In 2009 he turned to Zheng Taishun, a well-known card sharp and mahjong master, asking him to teach him the tricks of trade in cheating.

“I agreed to help on the condition that he would never apply what he learned to gambling or to disclose the tricks to anyone else,” said Zheng, who owns a chess club in the southeastern Chinese province of Fujian.

Si, it turned out, was a natural at card tricks.

“It took me only six months to master what would normally take a person decades to learn,” he said.

The rest is TV history.

In recent years, Si has appeared on popular local and national talent shows and talk shows, telling his life story, showing card tricks and imploring the public never to try their luck against stacked odds at gambling tables.

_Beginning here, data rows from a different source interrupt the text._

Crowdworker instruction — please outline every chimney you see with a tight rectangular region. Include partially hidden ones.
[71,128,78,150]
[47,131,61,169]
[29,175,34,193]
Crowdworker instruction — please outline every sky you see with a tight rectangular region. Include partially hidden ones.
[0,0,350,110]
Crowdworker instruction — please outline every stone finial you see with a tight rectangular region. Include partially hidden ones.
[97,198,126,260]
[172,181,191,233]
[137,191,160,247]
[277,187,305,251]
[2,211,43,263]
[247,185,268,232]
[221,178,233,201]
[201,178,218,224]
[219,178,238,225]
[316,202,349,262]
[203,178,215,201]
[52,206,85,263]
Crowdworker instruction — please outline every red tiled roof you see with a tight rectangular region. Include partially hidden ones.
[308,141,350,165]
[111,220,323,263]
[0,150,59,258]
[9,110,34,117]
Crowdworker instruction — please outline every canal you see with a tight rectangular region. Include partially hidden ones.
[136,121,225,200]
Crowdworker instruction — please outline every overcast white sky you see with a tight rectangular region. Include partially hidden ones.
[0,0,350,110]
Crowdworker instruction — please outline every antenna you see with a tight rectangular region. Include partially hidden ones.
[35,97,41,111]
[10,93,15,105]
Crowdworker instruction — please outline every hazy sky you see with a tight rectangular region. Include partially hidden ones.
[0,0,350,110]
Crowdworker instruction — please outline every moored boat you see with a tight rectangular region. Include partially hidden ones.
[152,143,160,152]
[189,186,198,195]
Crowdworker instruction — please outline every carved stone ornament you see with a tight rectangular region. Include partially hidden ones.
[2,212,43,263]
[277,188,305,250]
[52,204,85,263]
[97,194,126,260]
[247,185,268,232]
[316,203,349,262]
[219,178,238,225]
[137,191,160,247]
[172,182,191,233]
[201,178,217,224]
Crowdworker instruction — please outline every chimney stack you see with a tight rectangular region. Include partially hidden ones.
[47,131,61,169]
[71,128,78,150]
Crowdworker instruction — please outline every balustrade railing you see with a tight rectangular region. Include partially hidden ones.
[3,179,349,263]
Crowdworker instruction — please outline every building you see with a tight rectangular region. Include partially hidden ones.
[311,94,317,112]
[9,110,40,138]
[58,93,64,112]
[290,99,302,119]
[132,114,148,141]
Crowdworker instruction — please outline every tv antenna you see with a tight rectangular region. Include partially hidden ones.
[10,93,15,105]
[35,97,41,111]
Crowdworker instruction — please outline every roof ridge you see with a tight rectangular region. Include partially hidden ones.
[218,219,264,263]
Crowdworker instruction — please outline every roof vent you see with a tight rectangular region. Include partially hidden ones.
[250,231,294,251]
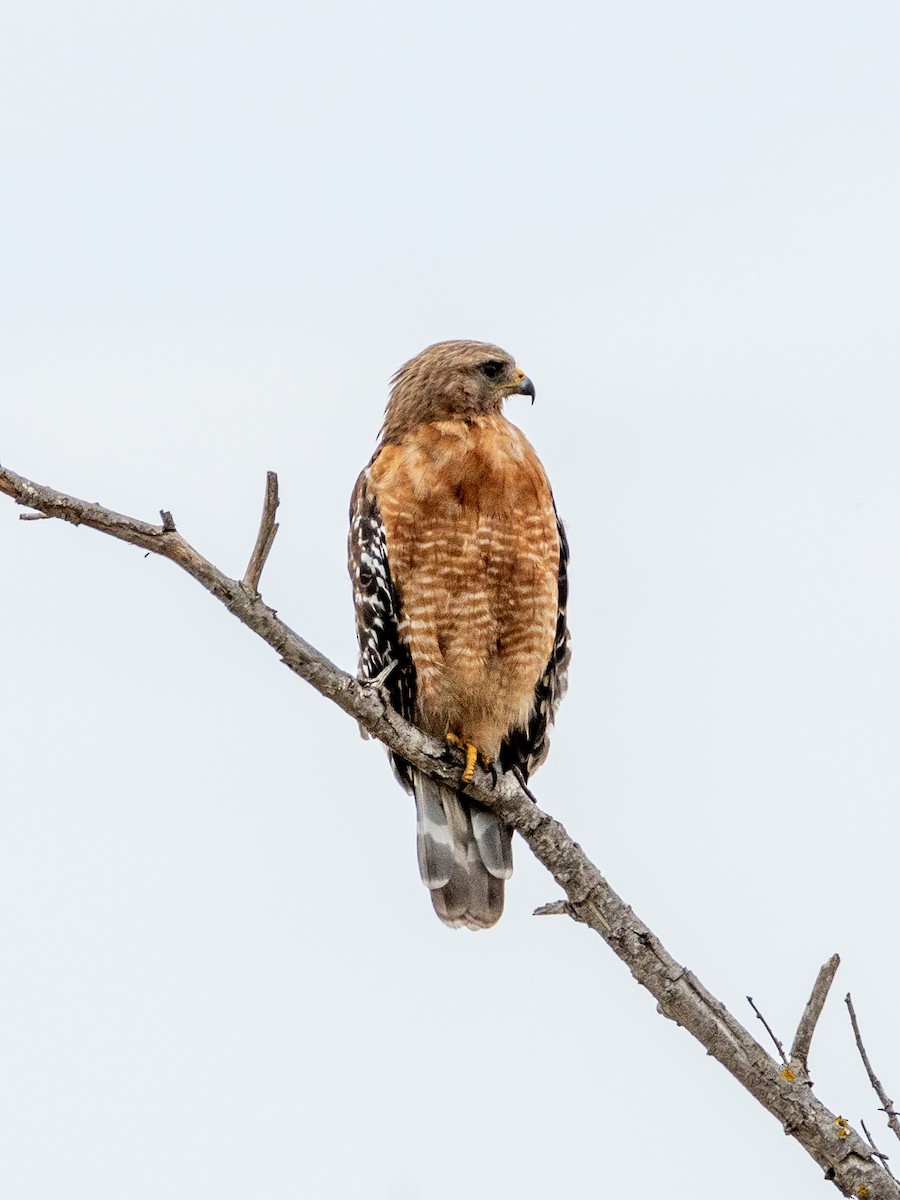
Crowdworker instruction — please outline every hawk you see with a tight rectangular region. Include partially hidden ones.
[349,342,569,929]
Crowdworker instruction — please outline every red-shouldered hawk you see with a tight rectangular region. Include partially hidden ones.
[349,342,569,929]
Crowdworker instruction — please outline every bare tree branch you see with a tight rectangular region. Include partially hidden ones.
[746,996,790,1067]
[791,954,841,1076]
[859,1117,896,1180]
[844,992,900,1138]
[0,467,900,1200]
[244,470,278,595]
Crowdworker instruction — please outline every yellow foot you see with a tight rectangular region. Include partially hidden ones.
[446,733,491,784]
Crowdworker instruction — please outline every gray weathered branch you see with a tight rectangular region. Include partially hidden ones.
[791,954,841,1078]
[844,992,900,1138]
[0,467,900,1200]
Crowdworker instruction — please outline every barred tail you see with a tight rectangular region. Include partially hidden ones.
[413,770,512,929]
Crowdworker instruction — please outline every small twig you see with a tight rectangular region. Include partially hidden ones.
[244,470,278,595]
[844,992,900,1138]
[746,996,791,1067]
[859,1117,896,1180]
[791,954,841,1075]
[532,900,572,917]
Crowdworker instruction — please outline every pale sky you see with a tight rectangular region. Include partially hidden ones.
[0,0,900,1200]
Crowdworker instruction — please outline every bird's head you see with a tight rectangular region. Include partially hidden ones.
[382,342,534,442]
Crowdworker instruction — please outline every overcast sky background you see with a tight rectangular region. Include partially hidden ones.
[0,0,900,1200]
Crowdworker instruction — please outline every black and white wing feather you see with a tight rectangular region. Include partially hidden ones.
[347,468,415,792]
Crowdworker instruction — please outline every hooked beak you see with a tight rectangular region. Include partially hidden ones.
[514,371,534,403]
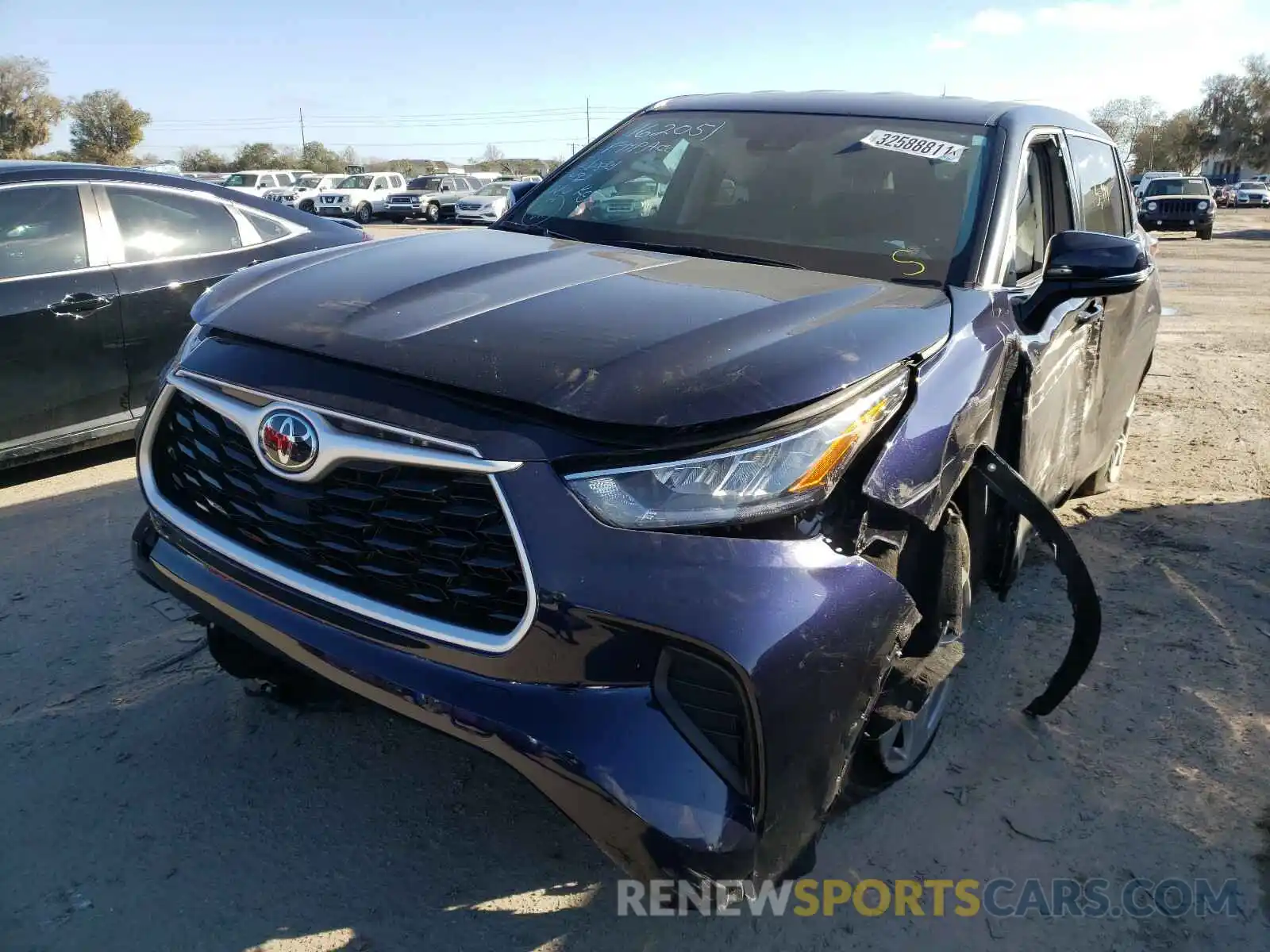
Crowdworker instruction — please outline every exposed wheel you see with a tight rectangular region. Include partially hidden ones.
[849,520,972,800]
[1072,395,1138,499]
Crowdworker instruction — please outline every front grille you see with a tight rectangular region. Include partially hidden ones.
[151,391,529,635]
[654,649,753,792]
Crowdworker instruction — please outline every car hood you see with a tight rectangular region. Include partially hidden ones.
[195,230,951,427]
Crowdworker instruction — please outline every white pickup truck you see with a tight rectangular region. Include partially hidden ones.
[264,173,348,214]
[313,171,405,225]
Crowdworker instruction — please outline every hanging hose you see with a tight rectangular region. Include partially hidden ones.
[974,447,1103,717]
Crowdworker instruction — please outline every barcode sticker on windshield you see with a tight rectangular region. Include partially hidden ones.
[860,129,965,163]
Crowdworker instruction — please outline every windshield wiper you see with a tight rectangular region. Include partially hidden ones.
[594,239,806,271]
[489,221,578,241]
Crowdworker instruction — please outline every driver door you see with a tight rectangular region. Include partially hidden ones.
[1006,131,1106,505]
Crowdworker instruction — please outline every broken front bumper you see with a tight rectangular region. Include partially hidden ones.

The frequent media exposure led more than 20,000 people to seek Si’s help. In response, he developed a five-day gambling detox program. It removes gamblers from the temptations of their everyday environment and has them watch videos of Si’s TV appearances and engage in group therapy sessions. Participants are also required to go to bed early, get up early and work out every day, as Si said unhealthy living habits can make people more susceptible to temptation.

Gamblers are accepted into the program only if they come with family members, because gambling is an affliction that affects the whole family. Si said he also feared that solo participants might be scamsters there to tempt fellow participants into late-night gambling sessions.

Those who enter the detox program are asked to stay in touch with Si and his team of seven after they leave. A gambler isn’t really “cured” until he’s been free of gambling for five years, Si explained.

A 39-year-old salesman and former businessman surnamed Lin told Shanghai Daily over the phone that Si’s program transformed him.

Lin, from Putian in Fujian, entered Si’s detox program last year in Beijing.

“After seeing him miraculously cheating with my own two eyes, I realized that my chances were doomed before I even took a seat at the table,” said Lin, who said he racked up 1 million yuan of debt in 10 years of gambling. “I’m now aware that gambling destroys love between family members and friends, and that life is more meaningful than that.”

Si’s approach to reforming gamblers has been praised by medical experts.

Dr Timothy A Kelly, director of Behavioral Health Services and a clinical psychologist at DeltaHealth Hospital and Clinics in Shanghai, said the principles he uses correspond to preferred psychotherapy treatment for gambling dependence.

“The idea is to replace irrational thoughts with rational ones and to help gamblers think correctly,” Kelly told Shanghai Daily. “The major reason why a very low percentage of compulsive gamblers seek help from therapists is a lack of centers offering effective treatment.”

Si’s current Center for Detoxing Gamblers is located on the fourth floor of the Tianlinge Hotel in Jiading District.

The business-like space has been provided by the hotel, which in turn rents rooms to clients who come from all over the country for treatment.

Si said he has been relying on such generosity in recent years because his services are provided free. Sometimes grateful clients do leave him generous gratuities. He is considering registering his business and charging modest fees.

Si said he frequently receives threatening messages from unknown people who don’t like his anti-gambling stance but he believes his media exposure protects him from being hurt.

“I look forward to the day when I can close down the service because there are no more families suffering from gambling addiction,” he said.